The houting (Coregonus oxyrhynchus) is a European, allegedly extinct species of whitefish in the family Salmonidae. It is native to the estuaries and rivers draining to the North Sea. The houting is distinguishable from other Coregonus taxa by having a long, pointed snout, an inferior mouth and a different number of gill rakers. The houting once occurred in Belgium, France, Germany, the Netherlands and England.
There is however controversy whether whitefish surviving in the southeastern North Sea sector of Denmark (Wadden Sea) and considered there as houting (Danish: snæbel) represent the same species as the houting that was extirpated from the more southwestern parts of the North Sea. Like the more southwestern population, the Danish North Sea population has a long, pointed snout and an inferior mouth, and it is anadromous, spending most of its adult life in coastal waters, but migrating into rivers to breed (some other European Coregonus occur in brackish water, but the ability to live long-term in full salt water is unique to the houting).
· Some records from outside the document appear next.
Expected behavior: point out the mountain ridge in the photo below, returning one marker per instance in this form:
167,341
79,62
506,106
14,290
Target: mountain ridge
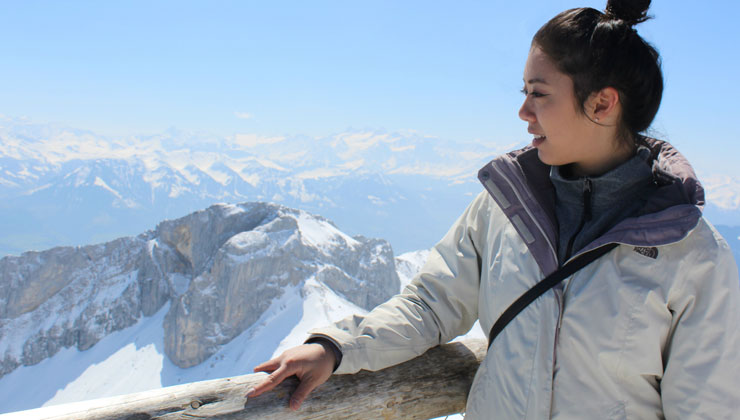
218,269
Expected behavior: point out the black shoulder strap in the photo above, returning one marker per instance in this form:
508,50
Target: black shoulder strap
546,284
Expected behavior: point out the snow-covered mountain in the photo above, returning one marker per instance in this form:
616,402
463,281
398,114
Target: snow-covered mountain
63,186
208,295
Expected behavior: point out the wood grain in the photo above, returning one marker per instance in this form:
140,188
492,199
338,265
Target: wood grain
431,385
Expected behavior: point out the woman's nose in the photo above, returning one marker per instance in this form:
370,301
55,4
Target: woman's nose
525,113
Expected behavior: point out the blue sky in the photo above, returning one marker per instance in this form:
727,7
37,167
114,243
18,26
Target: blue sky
448,69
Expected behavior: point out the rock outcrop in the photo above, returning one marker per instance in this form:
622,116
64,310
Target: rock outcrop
219,269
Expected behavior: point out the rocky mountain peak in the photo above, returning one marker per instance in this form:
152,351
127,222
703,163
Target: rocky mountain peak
218,269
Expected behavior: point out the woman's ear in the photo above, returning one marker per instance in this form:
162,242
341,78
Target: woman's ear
604,106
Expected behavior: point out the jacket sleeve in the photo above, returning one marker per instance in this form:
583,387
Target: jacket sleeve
437,306
701,378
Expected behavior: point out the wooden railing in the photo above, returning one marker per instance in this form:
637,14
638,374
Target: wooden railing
432,385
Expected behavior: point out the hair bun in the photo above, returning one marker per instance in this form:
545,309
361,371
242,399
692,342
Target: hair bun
630,12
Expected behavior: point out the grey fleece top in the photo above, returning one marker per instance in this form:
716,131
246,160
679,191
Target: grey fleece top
587,207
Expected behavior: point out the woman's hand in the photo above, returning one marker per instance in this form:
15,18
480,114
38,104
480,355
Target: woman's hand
312,363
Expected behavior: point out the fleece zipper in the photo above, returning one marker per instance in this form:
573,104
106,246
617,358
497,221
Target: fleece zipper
586,215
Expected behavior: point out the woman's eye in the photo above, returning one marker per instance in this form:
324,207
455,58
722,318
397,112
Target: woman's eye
534,93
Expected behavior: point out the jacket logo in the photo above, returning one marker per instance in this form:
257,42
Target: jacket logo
650,252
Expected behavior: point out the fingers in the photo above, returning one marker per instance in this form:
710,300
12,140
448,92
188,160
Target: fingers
274,379
311,363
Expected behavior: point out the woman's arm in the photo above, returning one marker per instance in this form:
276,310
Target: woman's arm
440,304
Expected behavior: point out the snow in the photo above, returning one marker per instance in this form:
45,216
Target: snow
133,359
322,234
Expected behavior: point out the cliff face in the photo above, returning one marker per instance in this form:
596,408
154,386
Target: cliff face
219,268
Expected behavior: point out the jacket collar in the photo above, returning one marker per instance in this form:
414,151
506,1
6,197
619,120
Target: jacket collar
519,183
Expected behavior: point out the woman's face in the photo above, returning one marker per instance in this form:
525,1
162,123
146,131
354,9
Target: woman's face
562,133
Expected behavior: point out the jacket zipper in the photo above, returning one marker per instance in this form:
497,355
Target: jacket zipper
587,190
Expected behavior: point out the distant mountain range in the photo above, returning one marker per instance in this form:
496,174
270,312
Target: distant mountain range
207,295
64,186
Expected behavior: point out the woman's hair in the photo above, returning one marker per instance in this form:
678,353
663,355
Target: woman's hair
599,50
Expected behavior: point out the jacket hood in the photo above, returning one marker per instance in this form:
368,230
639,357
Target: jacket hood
519,183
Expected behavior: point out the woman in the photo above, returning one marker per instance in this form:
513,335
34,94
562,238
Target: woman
649,330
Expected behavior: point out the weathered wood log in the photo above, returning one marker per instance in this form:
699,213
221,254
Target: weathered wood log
432,385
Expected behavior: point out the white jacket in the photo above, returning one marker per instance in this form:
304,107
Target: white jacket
648,331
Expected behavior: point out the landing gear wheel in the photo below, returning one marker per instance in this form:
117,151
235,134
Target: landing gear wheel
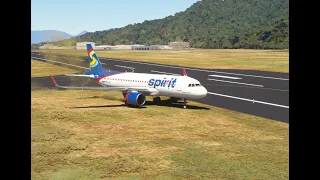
156,100
184,103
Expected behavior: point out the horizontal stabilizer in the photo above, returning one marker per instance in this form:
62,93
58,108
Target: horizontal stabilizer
99,88
80,75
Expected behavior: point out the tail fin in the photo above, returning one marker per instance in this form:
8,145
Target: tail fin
94,61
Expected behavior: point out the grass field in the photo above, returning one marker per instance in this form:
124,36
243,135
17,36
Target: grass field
91,135
39,69
265,60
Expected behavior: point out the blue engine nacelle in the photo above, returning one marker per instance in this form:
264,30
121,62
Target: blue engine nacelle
135,98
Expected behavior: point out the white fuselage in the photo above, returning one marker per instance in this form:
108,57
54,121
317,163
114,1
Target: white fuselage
158,84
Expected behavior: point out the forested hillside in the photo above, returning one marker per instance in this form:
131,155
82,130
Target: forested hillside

The Danish houting is genetically part of the widespread Coregonus lavaretus complex (including Coregonus maraena of the Baltic Sea basin; some prefer to include the Danish houting in this species), while its genetic relationship to the extinct population cannot be confirmed due to a lack of sufficient samples of the latter. Nevertheless, there are some minor differences in the genetics of the Danish houting compared to other living members in the C. lavaretus complex, as well as the differences in morphology and ecology, making it an evolutionarily significant unit. Hybridization and introgression between North Sea houting and its relatives is well-documented, and likely the result of translocations of Coregonus between different regions by humans. Some researchers argue that the morphological differences between different houting populations are not exceptional within the broader variation of the European whitefish, and probably no species-level extinction has taken place. The primary reason for treating the Danish houting and the extinct houting as separate are differences in the number of gill rakers (on average, the Danish has fewer than the extinct), but this number can vary extensively in Coregonus, even within a single population and species, and genetic studies of Coregonus have shown that gill rakers are of limited use in predicting relationship among populations. Some think that the morphological differences in number of gill rakers are sufficient for treating them as separate, and that the last true houting was caught in the lower Rhine in 1940. Studies in the early 2000s (decade) indicated that there was no overlap in the possible number of gill rakers of the two (28–35 in the Danish; 38–46 in the extinct), but later reviews have shown that there is an overlap (up to 41 has been found in the Elbe, a reintroduced population based on Danish houting).
A €13 million restoration project of the Danish houting, partly funded by the European Union's LIFE programme and the Danish Natural Agency, was undertaken in 2005–2013, and there is ongoing monitoring of the species and regulation of the fish-eating great cormorant from important locations. As of 2019, a total of more than €20 million has been used on its conservation, with almost two-thirds funded by Denmark and the remaining by the European Union. However, the only remaining fully natural and significant population of Danish houting is in the Vidå River, estimated in 2014 to consist of about 3,500 adults. Little is known about its exact spawning and juvenile requirements, and despite the earlier project it was still declining, leading to fears that it could become fully extinct unless more is done to preserve it. After years with a downward trend in its numbers, an increase to about 4,000 adult Danish houtings was registered in 2018–19, with most individuals in the Vidå and fewer in Ribe River (both populations increasing).
Individuals from the Danish population have been used as a basis for re-establishing houting in the Eider, Elbe (both indisputably a natural part of the range) and Rhine (arguably non-native, if the extinct is recognized as a separate species).